The new rules mean that all UK employers must either offer their own company pension scheme, or enrol their staff in the new National Employment Savings Trust. An idea dreamed up by Lord Turner in his review back in 2005, this is basically a pretty standard defined contribution scheme - into which staff will eventually put the equivalent of 8% of their earnings (4% from them, 3% from their employer, and 1% from tax relief). Estimates seem to vary about what this will actually amount to in real terms - but one pensions expert told the BBC that based on the average UK salary of £25,000, someone who paid into the scheme for 30 years would end up with a pension of about £7k a year. (There's a good Q&A on the BBC site here)

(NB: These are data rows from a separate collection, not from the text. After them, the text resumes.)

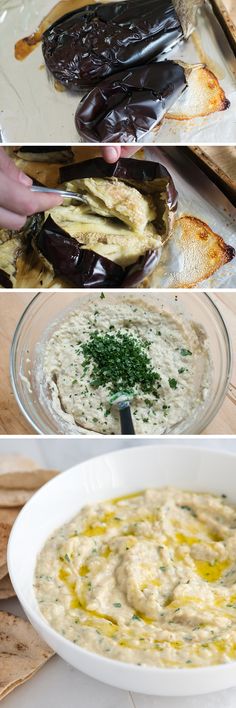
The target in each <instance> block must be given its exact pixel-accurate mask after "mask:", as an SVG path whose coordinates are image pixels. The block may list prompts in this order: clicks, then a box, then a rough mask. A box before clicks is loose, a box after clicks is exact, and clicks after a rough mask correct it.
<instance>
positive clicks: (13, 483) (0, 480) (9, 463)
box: [0, 455, 57, 489]
mask: <svg viewBox="0 0 236 708" xmlns="http://www.w3.org/2000/svg"><path fill="white" fill-rule="evenodd" d="M56 474H57V471H56V470H46V469H40V468H39V466H38V465H37V464H36V463H35V462H34V460H31V459H30V458H28V457H21V456H19V455H0V489H1V488H6V489H38V488H39V487H41V485H42V484H45V482H48V480H49V479H52V477H55V475H56Z"/></svg>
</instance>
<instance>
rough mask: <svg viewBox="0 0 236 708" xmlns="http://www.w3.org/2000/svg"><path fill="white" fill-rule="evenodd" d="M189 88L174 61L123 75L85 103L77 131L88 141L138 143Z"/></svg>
mask: <svg viewBox="0 0 236 708" xmlns="http://www.w3.org/2000/svg"><path fill="white" fill-rule="evenodd" d="M186 87H187V82H186V77H185V72H184V69H183V68H182V67H181V66H180V65H179V64H177V63H175V62H173V61H162V62H157V63H155V62H153V63H151V64H147V65H144V66H139V67H134V68H132V69H129V70H126V71H122V72H121V73H119V74H116V75H115V76H111V77H110V78H109V79H106V80H105V81H103V83H102V84H101V85H98V86H96V87H95V88H93V89H92V90H91V91H90V92H89V93H88V94H87V95H86V96H85V97H84V98H83V99H82V101H81V102H80V104H79V106H78V109H77V111H76V115H75V123H76V128H77V130H78V132H79V133H80V135H81V136H82V137H83V138H85V140H87V141H93V142H124V143H131V142H132V143H133V142H137V141H139V140H141V139H142V138H143V137H144V136H145V135H146V134H147V133H148V132H150V130H152V129H153V128H154V126H156V125H157V124H159V123H160V122H161V120H162V119H163V118H164V116H165V114H166V112H167V111H168V110H169V109H170V108H171V106H172V105H173V104H174V103H175V101H176V100H177V98H178V97H179V96H180V95H181V93H182V92H183V91H184V90H185V89H186Z"/></svg>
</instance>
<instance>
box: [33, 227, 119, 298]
mask: <svg viewBox="0 0 236 708" xmlns="http://www.w3.org/2000/svg"><path fill="white" fill-rule="evenodd" d="M35 245H36V248H37V250H38V251H39V252H40V253H41V254H42V255H43V257H44V259H45V260H46V261H48V263H50V264H51V265H52V266H53V269H54V273H55V275H56V276H59V277H60V278H63V279H65V280H67V281H69V282H70V283H71V284H72V285H73V286H74V287H77V288H99V287H102V288H109V287H119V286H120V285H121V283H122V280H123V278H124V271H123V268H121V266H118V265H117V264H116V263H113V261H110V260H109V259H108V258H104V257H103V256H100V255H98V254H97V253H95V252H94V251H88V250H86V249H83V248H81V244H80V243H78V241H76V239H75V238H72V236H69V234H68V233H67V232H66V231H64V229H61V227H60V226H58V225H57V224H56V223H55V222H54V221H53V219H52V217H51V216H48V218H47V219H46V221H45V223H44V225H43V228H42V229H41V231H40V233H39V234H38V235H37V236H36V237H35Z"/></svg>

There's a real problem that needs addressing here: huge numbers of private sector workers (estimates seem to range from 9m to as many as 13m) have no pension provision whatsoever - and since many of these people are on low or middle incomes, they won't have much in the way of a nest egg to fund their retirement (particularly if the housing market keeps going south). So arguably something needs to be done to encourage people to save.
The trouble is that this inevitably creates an extra burden for employers - and the smallest employers will feel this burden most heavily. The Federation of Small Businesses says it is 'extremely disappointed' that there wasn't an exemption for micro businesses; they argue that choosing, setting up and administrating a scheme will be costly and time consuming, while FSB research suggests that 70% of business owners don't feel they know enough about pensions to do it. And if small firms are forced to cough up at least 3% of wages, we're talking about an extra cost of over £3bn a year.
The good news is that there are some concessions. Although the scheme starts in 2012, it will be phased in over a five-year period, so companies have a bit of time to get their house in order. Only staff aged over 22 and earning more than the income tax threshold (currently £7,475 p/a) will be eligible. Employers will have a three month window before they have to enrol new staff, which will help those employing a lot of temporary or seasonal workers. Plus staff can opt out if they choose (though let's hope they're not pressured to do so). And if they really don't understand the alternatives, presumably they can always use the Government scheme as a default fall-back.
The new rules will undoubtedly be an extra cost and hassle for small firms. But workplace pension schemes have been on the slide for years, and this is going to cause all sorts of problems further down the line. So does the Government really have any choice?